Monitoring of the P4 switch is multifaceted and can be done through many avenues. In particular we can identify the following categories:

  • P4 Tables configuration: representing the configuration of the various table of the P4 switch (SPEAD routing, PSR…)

  • Port health monitoring: giving information about the current state of every data port including but not limited to:
    • port configuration such as Speed (100G, 25G…), FEC configuration, Auto-negotiation

    • port status such as Up (T/F), enable

    • global statistics such as number of byte/packets received and sent through this port, number of errors on reception/transmission

    • number of packets/bytes per type of traffic (PTP, ARP, SPEAD, SDP…)

  • Live traffic monitoring: through the advanced telemetry we gain access and we can expose precise realtime traffic monitoring for SKA specific traffic
    • SPEAD monitoring (SPS to CBF)

    • SPEAD monitoring (CBF to SDP)

    • PSR monitoring (CBF to PSS/PST)

  • Tango Health State that follows the pre-defined SKA tango Health State

The way to access this monitoring information is not yet fully automated but is accessible via a few Tango attributes and methods.

Health State

Following the SKA Control Model, the Connector is reporting and publishing its own health state. This state is currently fairly simple as the switch is considered:

  • OK = 0, when all configured ports are UP and Enable

  • Degraded = 1, when one of more configured ports are Down and/or Disable

Health Status

The Health Status is a Tango attribute that provides a deeper view the current states of various ports. In particular the health status reports:

  • Port Status
    • “Enable”: if the port is enable,

    • “Up”: if the port is Up (aka synchronisation is done on the transceiver),

    • “Speed”: the port speed configuration,

    • “Rx”: the number of packets received on this port,

    • “Tx”: the number of packets sent from this port,

    • “FCS”: the number of frames with FCS error,

    • “Rx_errors”: the number of packets received on this port with errors,

    • “Tx_errors”: the number of packets sent from this port generating an error,

    • “TX_PPS”: sent packet per second (calculated with a period of 1 second),

    • “RX_PPS”: received packet per second (calculated with a period of 1 second),

    • “TX_RATE”: received bytes per second (calculated with a period of 1 second),

    • “RX_RATE”: received bytes per second (calculated with a period of 1 second).

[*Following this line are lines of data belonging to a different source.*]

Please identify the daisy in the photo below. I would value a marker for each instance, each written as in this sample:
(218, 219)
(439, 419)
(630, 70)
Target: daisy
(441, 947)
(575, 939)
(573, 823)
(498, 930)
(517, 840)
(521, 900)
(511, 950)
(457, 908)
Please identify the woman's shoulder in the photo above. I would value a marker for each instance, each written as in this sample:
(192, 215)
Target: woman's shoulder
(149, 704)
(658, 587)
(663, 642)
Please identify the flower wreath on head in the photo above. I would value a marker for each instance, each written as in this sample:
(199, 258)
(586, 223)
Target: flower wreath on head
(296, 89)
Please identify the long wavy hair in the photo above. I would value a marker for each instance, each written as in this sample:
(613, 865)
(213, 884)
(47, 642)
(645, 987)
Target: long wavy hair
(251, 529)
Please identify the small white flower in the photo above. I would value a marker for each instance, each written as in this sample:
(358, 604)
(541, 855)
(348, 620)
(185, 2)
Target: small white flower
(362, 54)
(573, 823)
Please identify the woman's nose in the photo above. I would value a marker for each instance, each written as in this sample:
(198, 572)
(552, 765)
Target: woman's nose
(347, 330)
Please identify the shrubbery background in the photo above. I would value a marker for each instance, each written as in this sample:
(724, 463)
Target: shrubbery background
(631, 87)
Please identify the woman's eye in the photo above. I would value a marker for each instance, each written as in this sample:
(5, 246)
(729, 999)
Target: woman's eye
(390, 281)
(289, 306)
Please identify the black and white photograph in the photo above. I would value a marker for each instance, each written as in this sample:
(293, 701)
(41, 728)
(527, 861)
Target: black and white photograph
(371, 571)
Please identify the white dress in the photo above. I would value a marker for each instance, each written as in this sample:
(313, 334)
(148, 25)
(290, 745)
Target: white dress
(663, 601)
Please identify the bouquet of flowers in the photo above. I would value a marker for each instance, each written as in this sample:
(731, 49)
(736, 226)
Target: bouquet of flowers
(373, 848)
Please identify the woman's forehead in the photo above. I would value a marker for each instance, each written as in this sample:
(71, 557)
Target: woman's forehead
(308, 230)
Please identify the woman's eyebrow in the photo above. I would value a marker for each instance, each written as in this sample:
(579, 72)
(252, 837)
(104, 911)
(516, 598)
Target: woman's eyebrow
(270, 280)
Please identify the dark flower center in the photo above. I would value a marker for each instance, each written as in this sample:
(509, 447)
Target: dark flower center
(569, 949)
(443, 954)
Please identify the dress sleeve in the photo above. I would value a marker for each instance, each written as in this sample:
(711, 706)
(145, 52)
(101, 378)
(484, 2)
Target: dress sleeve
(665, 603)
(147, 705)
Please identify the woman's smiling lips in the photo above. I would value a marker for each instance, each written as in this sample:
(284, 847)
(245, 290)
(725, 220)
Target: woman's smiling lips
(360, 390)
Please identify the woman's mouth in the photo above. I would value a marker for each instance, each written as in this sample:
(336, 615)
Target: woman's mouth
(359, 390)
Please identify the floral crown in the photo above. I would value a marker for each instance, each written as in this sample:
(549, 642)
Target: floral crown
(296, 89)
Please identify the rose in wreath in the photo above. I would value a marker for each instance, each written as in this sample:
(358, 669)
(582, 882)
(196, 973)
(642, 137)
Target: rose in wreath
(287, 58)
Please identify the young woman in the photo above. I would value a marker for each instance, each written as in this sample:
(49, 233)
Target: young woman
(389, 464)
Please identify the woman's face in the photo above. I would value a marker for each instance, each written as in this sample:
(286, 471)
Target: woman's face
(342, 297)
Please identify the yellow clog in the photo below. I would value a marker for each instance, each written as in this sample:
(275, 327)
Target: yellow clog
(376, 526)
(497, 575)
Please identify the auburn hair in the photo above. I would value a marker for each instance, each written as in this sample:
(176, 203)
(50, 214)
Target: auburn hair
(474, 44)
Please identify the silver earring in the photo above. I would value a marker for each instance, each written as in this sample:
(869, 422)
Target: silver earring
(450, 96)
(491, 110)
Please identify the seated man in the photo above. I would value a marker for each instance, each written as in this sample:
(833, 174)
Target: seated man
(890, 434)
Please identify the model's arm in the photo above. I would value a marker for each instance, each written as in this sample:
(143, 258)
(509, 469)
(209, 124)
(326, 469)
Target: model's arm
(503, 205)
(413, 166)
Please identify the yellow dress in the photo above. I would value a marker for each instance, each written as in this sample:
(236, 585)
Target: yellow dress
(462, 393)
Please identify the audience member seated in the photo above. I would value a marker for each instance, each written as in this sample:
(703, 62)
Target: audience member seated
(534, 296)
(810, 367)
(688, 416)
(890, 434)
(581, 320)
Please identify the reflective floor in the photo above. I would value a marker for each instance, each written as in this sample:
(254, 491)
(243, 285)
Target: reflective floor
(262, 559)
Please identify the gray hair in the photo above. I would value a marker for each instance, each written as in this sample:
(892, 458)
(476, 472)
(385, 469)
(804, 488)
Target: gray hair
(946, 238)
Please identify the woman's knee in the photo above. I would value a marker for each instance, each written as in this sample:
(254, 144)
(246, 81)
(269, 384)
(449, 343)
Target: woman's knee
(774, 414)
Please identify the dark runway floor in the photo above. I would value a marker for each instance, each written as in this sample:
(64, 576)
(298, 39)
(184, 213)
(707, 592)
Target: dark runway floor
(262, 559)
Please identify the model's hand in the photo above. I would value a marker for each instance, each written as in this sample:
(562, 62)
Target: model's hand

This Health Status attribute is published every second so that EDA or any other monitoring systems would be able to display it and store them.

Table Counters

Associated with the various routing tables, we have activated the recording of counters for every configured entry in the table. Counters in table are twofolds: bytes and packets counters. Those counters are incremented every time a packets that matches an entry in the table is received on any ports. Note that these counters are 32-bit based and therefore would roll over after some time.

Currently those counters operate on a pull basis.

Advanced Telemetry

The final types of monitoring relates to detailed traffic monitoring for the SKA. This monitoring is no longer operating on a pulling basis from ASIC routing table but rather done via pushing mechanisms by constructing telemetry packets within the ASIC itself.

In particular, the advanced telemetry works as follows:

  • Update register counter for given SKA type packets (ska_a)

  • if counter = reporting packet number
    • calculate number packets since last report

    • calculate number of bytes since last report

    • prepare telemetry header

    • instruct ASIC to generate a telemetry packets to the Operating System

    • send telemetry packets

In the tango device, we are leveraging the eBPF framework and in particular the BCC package to extract the information and update throughput information.